Abstract

In the article of genetic studies of patients with post-covid maxillofacial complications. The condition after COVID-19 is considered a life-threatening disease, ranging from mild symptoms to serious complications. Candidiasis is the most common type of superficial purulent infection. The Candida species is a frequent inhabitant of the oral mucosa, but its growth is inhibited by other organisms in the body, which prevents any pathological change in the mucous membrane of this fungus. Candida albicans is the most common yeast, followed by Candida glabrata, Candida krusei, Candida tropicalis and Candida stellatoidea.

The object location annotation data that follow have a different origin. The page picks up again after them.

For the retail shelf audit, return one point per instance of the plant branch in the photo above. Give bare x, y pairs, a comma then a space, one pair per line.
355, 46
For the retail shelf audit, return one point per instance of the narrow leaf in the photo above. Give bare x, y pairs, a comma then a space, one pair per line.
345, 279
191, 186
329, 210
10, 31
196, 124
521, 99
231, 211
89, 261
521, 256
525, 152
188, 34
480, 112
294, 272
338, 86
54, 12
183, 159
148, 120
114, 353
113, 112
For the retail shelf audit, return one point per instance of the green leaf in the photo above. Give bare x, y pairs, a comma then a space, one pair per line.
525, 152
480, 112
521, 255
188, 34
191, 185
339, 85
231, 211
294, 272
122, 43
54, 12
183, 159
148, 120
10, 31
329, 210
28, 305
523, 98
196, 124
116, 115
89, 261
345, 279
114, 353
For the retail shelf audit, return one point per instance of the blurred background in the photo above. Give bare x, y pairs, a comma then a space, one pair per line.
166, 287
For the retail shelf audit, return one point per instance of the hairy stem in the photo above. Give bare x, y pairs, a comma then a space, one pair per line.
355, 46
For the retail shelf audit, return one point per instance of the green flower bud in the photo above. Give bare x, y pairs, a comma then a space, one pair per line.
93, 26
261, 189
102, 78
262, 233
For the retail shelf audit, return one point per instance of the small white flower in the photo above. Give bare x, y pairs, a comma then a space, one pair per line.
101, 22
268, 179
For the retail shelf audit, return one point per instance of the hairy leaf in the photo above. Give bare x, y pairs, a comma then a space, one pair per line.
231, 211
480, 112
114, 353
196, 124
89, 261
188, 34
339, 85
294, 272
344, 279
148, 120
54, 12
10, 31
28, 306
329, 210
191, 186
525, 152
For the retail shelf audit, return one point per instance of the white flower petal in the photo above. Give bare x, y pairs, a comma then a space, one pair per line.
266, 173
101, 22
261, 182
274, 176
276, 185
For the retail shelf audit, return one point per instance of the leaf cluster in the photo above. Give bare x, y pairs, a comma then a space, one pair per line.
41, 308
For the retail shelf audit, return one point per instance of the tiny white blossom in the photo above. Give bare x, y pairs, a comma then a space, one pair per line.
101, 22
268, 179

According to this systematic review, 57 cases of oral candidiasis and one case of retinitis candidiasis were reported in patients undergoing treatment for COVID-19. Single-cell RNA-seq analysis of angiotensin-converting enzyme II (ACE2) expression and serologic examination of samples indicates that ACE2 may be the cellular receptor for SARS-CoV-2, suggesting that ACE2-expressing cells are likely to be the main target cell type that vulnerable to SARS-CoV-2 infection. As a rule, there is a high expression of ACE2 r on the epithelial cells of the oral mucosa, enrichment is enriched in epithelial cells of the tongue. There were few reports prior to this study.

Highlights

  • Mucormycosis is an angioinvasive infection characterized by tissue necrosis and blood vessel infarction [1]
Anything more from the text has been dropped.